19 Responses to “End of the Year in the Library”

  1. Sandy Karas Liptak

    I'm glad you found this worthwhile! It really helped me this year! In fact, it helped so much that I'm working on creating a BOY binder along the same idea! 🙂

  2. Mandi

    I just found you via Pinterest, and I'm so glad I did! I'm in my 1st year in the library, and this is exactly what I need to help me plan for the end of the year!

  3. Nancy po

    I always do a library calendar in April, with everything needed to know. I also do a staggered check out for older students. For 5th/6th we check out 3 books, next week 2, last week 1. Cuts way down on the shelving at the end of the year! I use destiny reports for teacher/student check outs. No time for word docs, I color code mine for staff vs. kids.

  4. Sandy Karas Liptak

    Great ideas, Nancy! Thanks for sharing! I also use Destiny reports for the end of the year checkouts (as well as for the end of each 9 weeks to catch those kiddos with overdue books so they can start the next 9 weeks in good standing). I print them by grade level and cross off their names as they bring their books back in. this helps me see the grade level at a glance and I use that information to fill out the morning announcements page. 🙂

  5. Nancy LittleHomesteadinBoise

    We do a "4 weeks late your book is considered lost" in our district. No books go much longer than that, they're either paid for, worked off, or written off. Keeps things very simple… I have 0 lost books end of this year, a 1st!!! 🙂

  6. Sandy Karas Liptak

    That's awesome Nancy! Unfortunately, we had over $1000 in lost books this year, with only about $450 paid for. NOT a good year for us compared to last year where we only had around $600 in lost books with around $450 paid for. This continues to be a work in progress for our school!

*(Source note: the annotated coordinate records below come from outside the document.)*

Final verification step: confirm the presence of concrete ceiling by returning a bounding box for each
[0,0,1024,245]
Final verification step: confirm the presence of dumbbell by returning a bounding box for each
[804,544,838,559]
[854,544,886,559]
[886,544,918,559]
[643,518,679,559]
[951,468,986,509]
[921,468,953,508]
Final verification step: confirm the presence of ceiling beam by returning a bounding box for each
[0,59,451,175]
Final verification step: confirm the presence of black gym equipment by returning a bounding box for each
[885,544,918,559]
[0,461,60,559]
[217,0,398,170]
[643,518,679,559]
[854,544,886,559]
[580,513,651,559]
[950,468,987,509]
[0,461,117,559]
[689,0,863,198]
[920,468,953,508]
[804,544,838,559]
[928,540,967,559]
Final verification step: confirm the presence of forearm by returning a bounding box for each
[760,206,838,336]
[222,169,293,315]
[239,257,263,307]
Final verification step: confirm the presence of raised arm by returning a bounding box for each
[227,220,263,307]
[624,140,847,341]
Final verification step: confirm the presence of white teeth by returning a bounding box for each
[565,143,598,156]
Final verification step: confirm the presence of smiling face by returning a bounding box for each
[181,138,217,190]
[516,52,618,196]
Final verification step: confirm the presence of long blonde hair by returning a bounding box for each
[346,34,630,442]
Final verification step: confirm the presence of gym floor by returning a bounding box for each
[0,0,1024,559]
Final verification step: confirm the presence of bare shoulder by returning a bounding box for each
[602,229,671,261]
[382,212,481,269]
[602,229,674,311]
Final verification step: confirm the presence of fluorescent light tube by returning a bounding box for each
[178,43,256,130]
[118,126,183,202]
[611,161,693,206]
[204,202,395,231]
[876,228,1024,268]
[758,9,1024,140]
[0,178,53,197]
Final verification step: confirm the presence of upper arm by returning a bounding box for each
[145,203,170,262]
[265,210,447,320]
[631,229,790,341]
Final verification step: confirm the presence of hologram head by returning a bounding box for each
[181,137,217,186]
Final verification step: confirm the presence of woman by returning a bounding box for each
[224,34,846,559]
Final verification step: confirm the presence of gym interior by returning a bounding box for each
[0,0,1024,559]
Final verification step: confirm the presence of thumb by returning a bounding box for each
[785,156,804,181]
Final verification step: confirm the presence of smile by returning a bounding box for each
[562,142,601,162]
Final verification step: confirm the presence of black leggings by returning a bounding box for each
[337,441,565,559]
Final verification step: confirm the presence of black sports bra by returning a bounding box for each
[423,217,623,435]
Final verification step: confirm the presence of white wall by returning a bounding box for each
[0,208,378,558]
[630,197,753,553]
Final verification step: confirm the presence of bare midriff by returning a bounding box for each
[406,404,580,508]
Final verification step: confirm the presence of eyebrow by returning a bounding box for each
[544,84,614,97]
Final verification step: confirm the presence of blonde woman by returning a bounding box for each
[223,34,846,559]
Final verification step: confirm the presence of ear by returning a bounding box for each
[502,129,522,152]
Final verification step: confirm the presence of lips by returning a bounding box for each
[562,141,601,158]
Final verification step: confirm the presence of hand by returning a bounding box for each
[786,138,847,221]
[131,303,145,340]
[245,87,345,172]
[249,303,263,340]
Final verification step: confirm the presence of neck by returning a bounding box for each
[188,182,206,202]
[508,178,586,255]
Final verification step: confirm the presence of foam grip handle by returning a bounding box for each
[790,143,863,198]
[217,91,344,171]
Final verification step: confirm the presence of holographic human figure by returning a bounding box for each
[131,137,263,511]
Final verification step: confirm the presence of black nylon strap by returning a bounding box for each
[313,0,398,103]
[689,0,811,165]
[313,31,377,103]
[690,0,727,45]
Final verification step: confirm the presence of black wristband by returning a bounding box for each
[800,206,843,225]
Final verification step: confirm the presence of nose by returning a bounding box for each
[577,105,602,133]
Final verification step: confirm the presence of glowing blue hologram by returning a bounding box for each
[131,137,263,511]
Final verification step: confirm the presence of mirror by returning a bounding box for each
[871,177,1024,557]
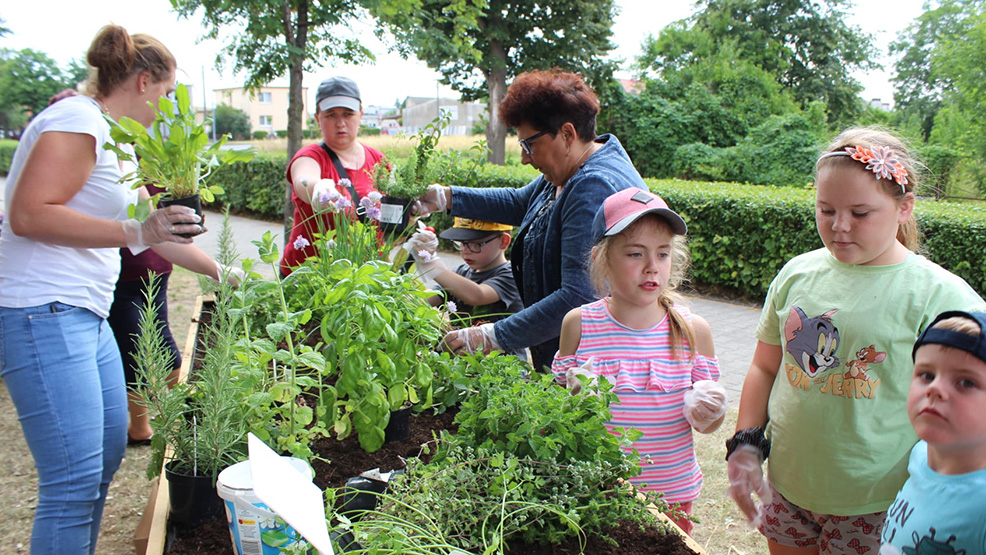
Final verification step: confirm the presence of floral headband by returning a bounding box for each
[818,146,907,193]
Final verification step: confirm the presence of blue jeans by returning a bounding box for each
[0,302,127,555]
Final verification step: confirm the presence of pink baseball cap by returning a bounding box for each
[592,187,688,243]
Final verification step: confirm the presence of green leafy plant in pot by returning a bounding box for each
[133,274,249,526]
[373,112,452,236]
[104,84,254,235]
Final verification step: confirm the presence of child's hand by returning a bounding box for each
[404,228,447,279]
[681,380,726,434]
[565,357,596,395]
[726,445,773,526]
[404,230,438,260]
[440,324,502,354]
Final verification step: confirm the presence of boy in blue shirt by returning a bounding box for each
[880,311,986,555]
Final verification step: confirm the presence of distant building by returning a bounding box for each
[401,96,486,135]
[214,87,308,135]
[360,106,401,135]
[620,79,644,94]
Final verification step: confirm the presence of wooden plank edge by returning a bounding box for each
[647,505,706,555]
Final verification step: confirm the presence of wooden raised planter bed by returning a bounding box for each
[134,295,706,555]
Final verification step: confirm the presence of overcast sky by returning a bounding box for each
[0,0,923,107]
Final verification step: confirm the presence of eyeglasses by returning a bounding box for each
[452,235,500,254]
[517,129,551,156]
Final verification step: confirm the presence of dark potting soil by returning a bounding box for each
[166,304,695,555]
[167,411,695,555]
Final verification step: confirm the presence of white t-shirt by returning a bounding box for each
[0,96,138,318]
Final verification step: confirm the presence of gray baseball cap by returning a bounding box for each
[315,77,362,112]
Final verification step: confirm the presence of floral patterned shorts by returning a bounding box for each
[759,485,887,555]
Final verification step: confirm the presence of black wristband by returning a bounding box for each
[726,426,770,461]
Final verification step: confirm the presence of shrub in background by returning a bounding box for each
[0,139,18,175]
[212,153,287,222]
[169,151,986,300]
[646,179,986,300]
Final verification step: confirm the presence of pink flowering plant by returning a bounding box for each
[292,179,388,263]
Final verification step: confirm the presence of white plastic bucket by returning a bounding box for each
[216,457,313,555]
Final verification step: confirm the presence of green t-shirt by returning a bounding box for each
[756,249,986,515]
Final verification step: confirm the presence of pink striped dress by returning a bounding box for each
[551,299,719,503]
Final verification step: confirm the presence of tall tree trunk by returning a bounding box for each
[283,1,308,246]
[486,40,507,166]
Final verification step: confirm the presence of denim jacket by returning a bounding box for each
[451,135,647,371]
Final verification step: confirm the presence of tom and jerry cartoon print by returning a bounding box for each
[784,306,887,399]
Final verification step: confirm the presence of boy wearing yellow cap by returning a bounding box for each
[405,218,524,322]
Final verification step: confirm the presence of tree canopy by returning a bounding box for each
[0,48,75,137]
[639,0,879,124]
[365,0,615,163]
[171,0,373,230]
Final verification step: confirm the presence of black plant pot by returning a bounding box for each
[380,196,414,235]
[383,407,411,443]
[339,476,387,519]
[164,462,226,528]
[158,193,205,238]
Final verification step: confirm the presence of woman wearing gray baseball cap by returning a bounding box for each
[281,76,383,275]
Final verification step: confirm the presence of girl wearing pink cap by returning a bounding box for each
[551,189,726,532]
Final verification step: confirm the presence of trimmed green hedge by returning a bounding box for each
[646,179,986,300]
[214,155,986,299]
[209,153,287,222]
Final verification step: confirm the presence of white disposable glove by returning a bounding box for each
[404,230,438,260]
[681,380,726,433]
[412,183,448,218]
[209,262,246,287]
[726,445,773,527]
[404,231,448,279]
[565,357,596,395]
[123,205,205,254]
[441,324,502,354]
[311,179,342,212]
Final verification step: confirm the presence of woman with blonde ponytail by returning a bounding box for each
[0,25,202,555]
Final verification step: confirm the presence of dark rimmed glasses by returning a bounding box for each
[517,129,551,156]
[452,235,500,254]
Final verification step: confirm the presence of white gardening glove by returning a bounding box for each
[123,205,205,254]
[311,179,342,212]
[441,324,502,354]
[412,183,449,218]
[404,230,438,255]
[726,445,772,527]
[681,380,726,434]
[565,357,596,395]
[404,231,447,279]
[209,262,246,287]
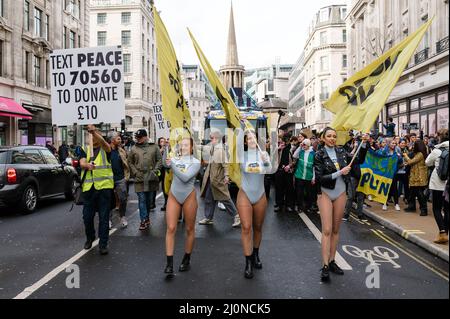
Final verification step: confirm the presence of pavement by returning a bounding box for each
[364,199,449,262]
[0,187,449,300]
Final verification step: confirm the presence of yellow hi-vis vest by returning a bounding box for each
[83,148,114,192]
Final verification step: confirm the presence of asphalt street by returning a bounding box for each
[0,182,449,299]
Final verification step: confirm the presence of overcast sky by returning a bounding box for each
[155,0,347,70]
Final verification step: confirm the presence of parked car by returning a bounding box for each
[0,146,79,213]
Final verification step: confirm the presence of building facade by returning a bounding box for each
[244,64,293,103]
[0,0,89,145]
[90,0,161,138]
[181,65,214,140]
[303,5,347,131]
[346,0,449,135]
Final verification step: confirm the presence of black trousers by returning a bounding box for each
[295,178,314,212]
[275,170,294,207]
[408,186,428,213]
[432,190,449,234]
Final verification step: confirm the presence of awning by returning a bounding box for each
[0,97,32,120]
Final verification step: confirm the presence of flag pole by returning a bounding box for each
[348,140,367,166]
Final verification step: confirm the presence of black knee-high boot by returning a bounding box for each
[244,255,253,279]
[252,247,262,269]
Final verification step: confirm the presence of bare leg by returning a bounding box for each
[182,190,198,254]
[166,193,181,256]
[329,193,347,261]
[253,196,267,248]
[237,190,253,256]
[317,193,333,265]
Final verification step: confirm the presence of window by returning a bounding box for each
[420,94,436,107]
[0,40,3,76]
[319,8,330,22]
[438,92,448,104]
[34,7,42,37]
[69,31,75,49]
[44,14,49,41]
[398,102,406,113]
[97,13,106,24]
[124,82,131,99]
[320,56,328,72]
[97,31,106,46]
[410,99,419,110]
[25,51,31,83]
[63,27,67,49]
[320,31,327,45]
[45,60,50,89]
[123,53,131,73]
[23,150,45,164]
[341,8,347,20]
[34,56,41,86]
[342,54,347,68]
[122,30,131,45]
[23,0,30,31]
[41,149,59,165]
[437,107,448,130]
[122,12,131,24]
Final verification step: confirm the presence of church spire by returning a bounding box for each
[219,2,245,90]
[226,2,239,65]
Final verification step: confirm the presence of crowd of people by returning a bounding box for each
[73,124,449,281]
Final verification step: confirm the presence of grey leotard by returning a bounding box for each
[170,156,200,205]
[241,150,272,205]
[321,146,345,201]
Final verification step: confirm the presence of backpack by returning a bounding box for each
[436,148,448,181]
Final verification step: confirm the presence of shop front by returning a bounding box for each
[0,97,32,146]
[386,86,449,136]
[18,105,54,146]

  7. Nancy LittleHomesteadinBoise

    Sometimes it's hard, and depends on your principal, but if I have chronic lost book kids I have them keep their books in class. Sometimes it's just for a while, and length varies. I tell them I want them to check out each week and if that supports it then that's what we'll do. I always ask them to problem solve with parents but that doesn't always work. Sometime you have to balance your loss and budget…

  8. Kim Howell

    Fabulous ideas and suggestions! Thank you all for your dedication to organizing, sharing, and spreading the LOVE of reading! =) Lovie

  9. Anonymous

    Such good tips. I've created a punch list for just about everything I do; book fairs, AR celebrations, beginning of the year, end of the year, etc. I post the total number of books that need to be retuned by each grade and by teachers. Friendly competition helps. I also call each student in and show them a copy of the book and that always triggers a memory of where they think it might be. And, contact parents by email or phone each week for the last three weeks. Our principal also announced the number of books still out every morning. This year I gave a cool bookmark to each student who returned their book. Lots of work but LOVE MY JOB.

  10. Erin Lewis

    Do you use Follett Destiny? How do you run a report to tell you # of students left with books owed and # of total books to be returned? I have tried to figure it out without manually counting using the current checkouts list. Ideas???

  11. Juliann Terrell

    Is there a place where I can download or purchase your items for the End of the Year for myself? I love your end of the year checklist and would like to adapt it for myself. Thanks!